Conventional farming is fuelling the climate crisis — and it’s still not filling our population

JESSICA LEEDER JESSICA LEEDER WRITES ABOUT TECHNOLOGY FOR MARS. TORSTAR, THE PARENT COMPANY OF THE TORONTO STAR, HAS PARTNERED WITH MARS TO HIGHLIGHT INNOVATION IN CANADIAN COMPANIES.

After buying a 12-acre plot of land in southern Ontario to grow food, Mohammed Ashour and his company could have chosen to raise cows. But they recognized that the small handful of animals would only yield a few hundred kilograms of protein each year. Ashour had much loftier goals.

Instead of cattle, Ashour, CEO and co-founder of Aspire, and his team opted for pinhead crickets, which increase in size 800 per cent over the course of their month-long life.

“Crickets eat a fraction of the food that other forms of livestock consume, but they produce the same amount of protein,” he explains.

To maximize the crickets’ potential, Ashour’s team drew on experts in artificial intelligence, manufacturing and robotics. This year, they will open what is arguably the country’s most efficient proteinproducing operation: a $90-million, windowless, robot-powered vertical farm that extends 11 storeys high and produces close to zero waste. (It will also sell frass, waste produced by the crickets, which is an effective compost.)

The facility is in London, Ont., on the aptly named Innovation Drive, where farm fields share space with manufacturing and technology outfits, including a pizza factory owned by Dr. Oetker.

When Aspire ramps up to full capacity, it will boast sophisticated sensors that will collect between 27 and 30 million data points each day, helping to optimize conditions to produce an annual protein yield of a whopping 12 million kilograms. The smart system is a high-tech, low-impact effort to help solve the global protein crisis — a crisis that requires a dramatic reimagining of how we get the most out of our farmed land.

“Our planet is rapidly growing in population and appetite. At the same time, it’s shrinking in resources with which to produce food,” Ashour says. “If we can come up with ways to produce more food with fewer resources, we can have an outsized impact on solving this problem.”

The unsustainability of our current agricultural system has been well documented by the United Nations Food and Agriculture Organization, the World Resources Institute and other climate watchdogs.

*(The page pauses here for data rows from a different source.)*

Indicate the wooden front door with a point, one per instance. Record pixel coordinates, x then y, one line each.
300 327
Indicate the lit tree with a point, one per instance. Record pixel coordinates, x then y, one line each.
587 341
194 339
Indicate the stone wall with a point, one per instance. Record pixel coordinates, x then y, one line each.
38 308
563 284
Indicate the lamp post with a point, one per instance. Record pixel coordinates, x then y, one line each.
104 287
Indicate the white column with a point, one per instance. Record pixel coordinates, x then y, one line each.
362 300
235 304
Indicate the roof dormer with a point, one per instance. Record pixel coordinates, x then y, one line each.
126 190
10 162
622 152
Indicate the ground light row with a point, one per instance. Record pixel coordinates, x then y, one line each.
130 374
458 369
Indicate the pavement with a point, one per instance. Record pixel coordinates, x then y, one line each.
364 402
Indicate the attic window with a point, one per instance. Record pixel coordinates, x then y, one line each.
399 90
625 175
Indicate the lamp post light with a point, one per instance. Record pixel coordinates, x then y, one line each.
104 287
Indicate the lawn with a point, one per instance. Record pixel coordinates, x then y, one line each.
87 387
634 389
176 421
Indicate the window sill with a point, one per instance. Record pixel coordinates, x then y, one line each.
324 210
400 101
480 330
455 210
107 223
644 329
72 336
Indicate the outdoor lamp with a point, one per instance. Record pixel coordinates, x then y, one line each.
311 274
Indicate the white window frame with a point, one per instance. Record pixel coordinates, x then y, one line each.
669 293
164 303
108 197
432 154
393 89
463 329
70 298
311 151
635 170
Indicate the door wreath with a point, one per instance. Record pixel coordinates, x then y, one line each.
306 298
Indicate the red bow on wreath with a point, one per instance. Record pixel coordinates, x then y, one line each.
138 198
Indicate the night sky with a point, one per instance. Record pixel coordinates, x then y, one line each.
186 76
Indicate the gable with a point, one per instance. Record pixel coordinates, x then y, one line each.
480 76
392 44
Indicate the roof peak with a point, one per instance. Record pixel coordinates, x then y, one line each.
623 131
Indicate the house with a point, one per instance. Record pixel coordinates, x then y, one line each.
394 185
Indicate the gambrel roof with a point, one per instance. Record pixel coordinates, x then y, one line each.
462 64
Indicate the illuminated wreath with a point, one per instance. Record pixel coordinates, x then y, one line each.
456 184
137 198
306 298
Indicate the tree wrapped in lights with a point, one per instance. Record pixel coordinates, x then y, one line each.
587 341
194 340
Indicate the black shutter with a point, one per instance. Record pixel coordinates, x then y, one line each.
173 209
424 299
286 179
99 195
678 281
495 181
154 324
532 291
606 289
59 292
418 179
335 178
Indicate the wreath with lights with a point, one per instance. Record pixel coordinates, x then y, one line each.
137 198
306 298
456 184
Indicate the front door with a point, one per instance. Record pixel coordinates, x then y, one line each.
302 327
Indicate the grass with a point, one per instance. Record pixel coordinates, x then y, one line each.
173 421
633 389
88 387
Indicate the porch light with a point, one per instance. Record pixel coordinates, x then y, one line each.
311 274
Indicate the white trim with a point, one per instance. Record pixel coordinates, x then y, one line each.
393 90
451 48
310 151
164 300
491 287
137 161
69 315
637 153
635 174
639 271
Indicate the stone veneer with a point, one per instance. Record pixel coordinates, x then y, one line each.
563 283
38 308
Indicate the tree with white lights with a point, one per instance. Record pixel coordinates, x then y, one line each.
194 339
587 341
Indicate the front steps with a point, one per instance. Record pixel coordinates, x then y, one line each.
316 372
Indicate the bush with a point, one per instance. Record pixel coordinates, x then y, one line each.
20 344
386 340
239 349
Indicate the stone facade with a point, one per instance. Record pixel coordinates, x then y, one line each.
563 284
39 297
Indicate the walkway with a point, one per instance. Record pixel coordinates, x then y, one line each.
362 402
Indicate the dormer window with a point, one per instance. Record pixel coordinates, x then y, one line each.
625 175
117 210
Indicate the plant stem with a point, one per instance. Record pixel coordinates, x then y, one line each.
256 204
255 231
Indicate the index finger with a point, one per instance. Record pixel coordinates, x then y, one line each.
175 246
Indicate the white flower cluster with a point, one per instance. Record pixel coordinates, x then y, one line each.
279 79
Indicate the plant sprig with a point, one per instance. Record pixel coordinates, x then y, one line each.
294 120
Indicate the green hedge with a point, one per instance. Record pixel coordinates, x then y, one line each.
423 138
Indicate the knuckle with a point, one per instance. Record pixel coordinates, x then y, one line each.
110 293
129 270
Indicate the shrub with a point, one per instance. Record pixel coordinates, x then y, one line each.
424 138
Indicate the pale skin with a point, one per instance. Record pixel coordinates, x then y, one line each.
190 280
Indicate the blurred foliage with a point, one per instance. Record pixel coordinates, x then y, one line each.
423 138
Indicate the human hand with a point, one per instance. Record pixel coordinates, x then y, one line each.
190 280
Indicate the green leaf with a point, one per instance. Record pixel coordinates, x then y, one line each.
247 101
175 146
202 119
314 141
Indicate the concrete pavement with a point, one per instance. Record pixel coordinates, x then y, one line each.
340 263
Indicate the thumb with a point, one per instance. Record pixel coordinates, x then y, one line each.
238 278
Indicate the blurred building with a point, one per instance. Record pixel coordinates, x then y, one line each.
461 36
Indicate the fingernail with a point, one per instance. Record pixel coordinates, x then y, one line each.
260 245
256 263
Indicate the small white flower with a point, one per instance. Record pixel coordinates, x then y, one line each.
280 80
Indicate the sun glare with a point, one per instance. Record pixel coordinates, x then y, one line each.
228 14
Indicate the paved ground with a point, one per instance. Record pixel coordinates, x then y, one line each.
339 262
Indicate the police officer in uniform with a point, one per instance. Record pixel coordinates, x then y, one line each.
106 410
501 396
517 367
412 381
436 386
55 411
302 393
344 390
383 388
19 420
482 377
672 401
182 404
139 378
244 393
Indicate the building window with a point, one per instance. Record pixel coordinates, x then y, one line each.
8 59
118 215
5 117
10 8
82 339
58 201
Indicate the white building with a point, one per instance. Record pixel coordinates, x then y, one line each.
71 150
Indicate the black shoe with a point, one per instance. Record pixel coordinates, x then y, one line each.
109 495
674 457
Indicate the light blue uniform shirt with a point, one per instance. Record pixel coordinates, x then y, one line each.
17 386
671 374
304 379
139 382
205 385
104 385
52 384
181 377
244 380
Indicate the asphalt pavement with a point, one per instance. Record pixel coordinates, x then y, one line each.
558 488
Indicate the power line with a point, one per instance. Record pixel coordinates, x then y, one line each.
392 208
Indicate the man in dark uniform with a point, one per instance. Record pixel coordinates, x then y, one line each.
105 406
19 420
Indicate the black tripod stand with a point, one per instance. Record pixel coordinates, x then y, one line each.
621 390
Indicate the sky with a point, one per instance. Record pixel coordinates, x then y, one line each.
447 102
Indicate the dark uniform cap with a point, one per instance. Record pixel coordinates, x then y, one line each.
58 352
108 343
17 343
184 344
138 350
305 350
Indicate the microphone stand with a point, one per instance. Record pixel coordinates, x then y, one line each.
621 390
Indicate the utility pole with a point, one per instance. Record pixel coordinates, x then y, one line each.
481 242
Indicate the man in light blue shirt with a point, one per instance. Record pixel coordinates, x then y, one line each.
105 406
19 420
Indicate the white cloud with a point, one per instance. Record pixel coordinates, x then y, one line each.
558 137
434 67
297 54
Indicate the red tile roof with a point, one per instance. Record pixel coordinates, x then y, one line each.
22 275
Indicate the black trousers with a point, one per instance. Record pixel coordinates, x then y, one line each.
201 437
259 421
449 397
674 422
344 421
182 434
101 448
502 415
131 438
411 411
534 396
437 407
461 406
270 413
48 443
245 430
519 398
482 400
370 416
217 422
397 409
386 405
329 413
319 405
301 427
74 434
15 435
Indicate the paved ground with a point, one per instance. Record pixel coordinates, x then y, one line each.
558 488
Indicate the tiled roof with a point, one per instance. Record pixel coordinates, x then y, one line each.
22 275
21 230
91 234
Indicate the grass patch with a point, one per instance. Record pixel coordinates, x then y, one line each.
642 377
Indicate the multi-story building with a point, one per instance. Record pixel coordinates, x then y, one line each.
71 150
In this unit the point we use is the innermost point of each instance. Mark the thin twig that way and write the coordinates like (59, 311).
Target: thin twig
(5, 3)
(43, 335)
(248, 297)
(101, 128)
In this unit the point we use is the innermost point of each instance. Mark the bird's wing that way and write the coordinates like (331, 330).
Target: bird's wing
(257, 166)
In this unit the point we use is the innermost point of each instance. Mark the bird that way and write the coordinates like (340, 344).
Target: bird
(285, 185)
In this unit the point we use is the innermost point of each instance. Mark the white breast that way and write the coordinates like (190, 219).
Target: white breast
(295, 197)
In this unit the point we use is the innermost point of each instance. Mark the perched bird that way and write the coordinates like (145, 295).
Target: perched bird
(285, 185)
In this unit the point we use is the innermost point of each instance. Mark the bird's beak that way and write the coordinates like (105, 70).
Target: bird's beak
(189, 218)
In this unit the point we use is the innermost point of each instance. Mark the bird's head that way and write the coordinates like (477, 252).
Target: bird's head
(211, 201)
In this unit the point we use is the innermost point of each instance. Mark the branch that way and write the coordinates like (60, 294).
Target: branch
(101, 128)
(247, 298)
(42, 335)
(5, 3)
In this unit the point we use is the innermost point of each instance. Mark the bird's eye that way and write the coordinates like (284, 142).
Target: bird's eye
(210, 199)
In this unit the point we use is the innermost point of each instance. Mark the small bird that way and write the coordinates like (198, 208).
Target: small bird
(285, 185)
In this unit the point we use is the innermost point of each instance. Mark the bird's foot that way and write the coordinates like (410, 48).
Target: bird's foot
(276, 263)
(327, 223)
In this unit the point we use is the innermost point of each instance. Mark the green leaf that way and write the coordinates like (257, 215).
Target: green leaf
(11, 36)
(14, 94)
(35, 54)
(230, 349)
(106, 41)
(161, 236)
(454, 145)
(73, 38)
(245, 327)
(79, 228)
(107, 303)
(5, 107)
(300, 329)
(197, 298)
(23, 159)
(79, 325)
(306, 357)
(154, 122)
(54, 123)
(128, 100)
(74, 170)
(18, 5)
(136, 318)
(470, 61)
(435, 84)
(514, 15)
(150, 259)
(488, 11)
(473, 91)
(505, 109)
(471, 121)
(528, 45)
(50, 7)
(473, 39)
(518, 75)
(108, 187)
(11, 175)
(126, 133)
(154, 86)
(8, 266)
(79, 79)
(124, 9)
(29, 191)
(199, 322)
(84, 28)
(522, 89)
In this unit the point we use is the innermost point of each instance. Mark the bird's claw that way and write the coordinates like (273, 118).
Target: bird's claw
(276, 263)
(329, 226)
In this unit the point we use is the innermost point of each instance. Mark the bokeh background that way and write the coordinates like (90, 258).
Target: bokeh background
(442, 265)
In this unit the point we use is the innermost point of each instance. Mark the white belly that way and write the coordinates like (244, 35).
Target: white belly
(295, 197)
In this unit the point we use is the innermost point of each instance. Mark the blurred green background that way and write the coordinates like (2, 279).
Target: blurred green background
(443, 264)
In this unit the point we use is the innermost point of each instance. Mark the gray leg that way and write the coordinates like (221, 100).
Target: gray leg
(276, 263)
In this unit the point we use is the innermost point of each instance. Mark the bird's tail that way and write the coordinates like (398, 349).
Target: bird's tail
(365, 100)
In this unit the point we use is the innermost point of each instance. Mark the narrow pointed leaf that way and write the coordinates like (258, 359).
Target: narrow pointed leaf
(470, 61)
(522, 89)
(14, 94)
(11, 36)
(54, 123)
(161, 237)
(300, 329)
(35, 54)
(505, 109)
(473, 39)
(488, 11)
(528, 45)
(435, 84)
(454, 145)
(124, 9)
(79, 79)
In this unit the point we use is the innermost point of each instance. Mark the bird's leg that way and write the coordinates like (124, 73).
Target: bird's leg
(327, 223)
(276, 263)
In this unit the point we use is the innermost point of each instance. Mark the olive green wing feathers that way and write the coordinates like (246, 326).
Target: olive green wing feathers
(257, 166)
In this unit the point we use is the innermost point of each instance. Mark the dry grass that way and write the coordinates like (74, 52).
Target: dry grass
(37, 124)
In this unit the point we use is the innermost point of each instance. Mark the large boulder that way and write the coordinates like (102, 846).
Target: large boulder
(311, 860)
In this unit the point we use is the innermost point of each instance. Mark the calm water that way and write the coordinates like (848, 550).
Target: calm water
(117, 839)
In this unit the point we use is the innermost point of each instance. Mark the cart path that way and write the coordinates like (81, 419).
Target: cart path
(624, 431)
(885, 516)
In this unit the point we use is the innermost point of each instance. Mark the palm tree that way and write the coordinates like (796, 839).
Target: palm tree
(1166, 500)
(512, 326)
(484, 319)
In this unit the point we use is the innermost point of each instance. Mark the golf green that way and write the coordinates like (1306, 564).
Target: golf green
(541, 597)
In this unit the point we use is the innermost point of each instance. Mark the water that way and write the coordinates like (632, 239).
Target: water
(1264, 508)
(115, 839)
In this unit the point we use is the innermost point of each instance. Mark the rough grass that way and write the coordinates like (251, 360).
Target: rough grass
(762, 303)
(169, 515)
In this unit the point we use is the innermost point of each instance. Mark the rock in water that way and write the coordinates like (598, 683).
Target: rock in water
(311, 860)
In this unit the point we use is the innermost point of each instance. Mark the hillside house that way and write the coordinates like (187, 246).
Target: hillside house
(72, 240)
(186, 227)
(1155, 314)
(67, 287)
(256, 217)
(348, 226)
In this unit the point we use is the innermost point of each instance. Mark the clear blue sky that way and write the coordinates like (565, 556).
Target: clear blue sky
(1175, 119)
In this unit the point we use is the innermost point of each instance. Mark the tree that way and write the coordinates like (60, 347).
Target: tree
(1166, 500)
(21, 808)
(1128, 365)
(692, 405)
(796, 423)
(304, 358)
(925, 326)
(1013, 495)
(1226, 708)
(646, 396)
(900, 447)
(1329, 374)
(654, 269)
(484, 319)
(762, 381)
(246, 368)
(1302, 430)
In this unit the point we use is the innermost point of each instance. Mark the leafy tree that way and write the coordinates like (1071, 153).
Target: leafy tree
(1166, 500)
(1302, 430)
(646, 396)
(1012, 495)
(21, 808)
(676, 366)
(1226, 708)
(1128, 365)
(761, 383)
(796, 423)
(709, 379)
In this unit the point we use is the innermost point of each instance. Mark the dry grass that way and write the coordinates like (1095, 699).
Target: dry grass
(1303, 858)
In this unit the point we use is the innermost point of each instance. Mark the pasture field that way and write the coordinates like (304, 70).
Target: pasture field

Livestock accounts for 14.5 per cent of all global man-made greenhouse-gas emissions; cattle, which are particularly hard on the environment, are responsible for 65 per cent of that share.

Getting rid of animal-sourced food would make a considerable difference: the UN found that doing so would lower our greenhouse-gas emissions to a third of their current level by 2050. Earlier this year, The Economist published an analysis showing that if we cut meat out of our diets, it would free up threequarters of the world’s farmland.

“If we don’t want to cause irreparable harm to the world’s ecosystems, we’re going to have to significantly both change and reduce the amount of our protein we eat from livestock. Plus, we need to massively reduce the number of cows on the planet,” said Evan Fraser, director of the Arrell Food Institute at the University of Guelph.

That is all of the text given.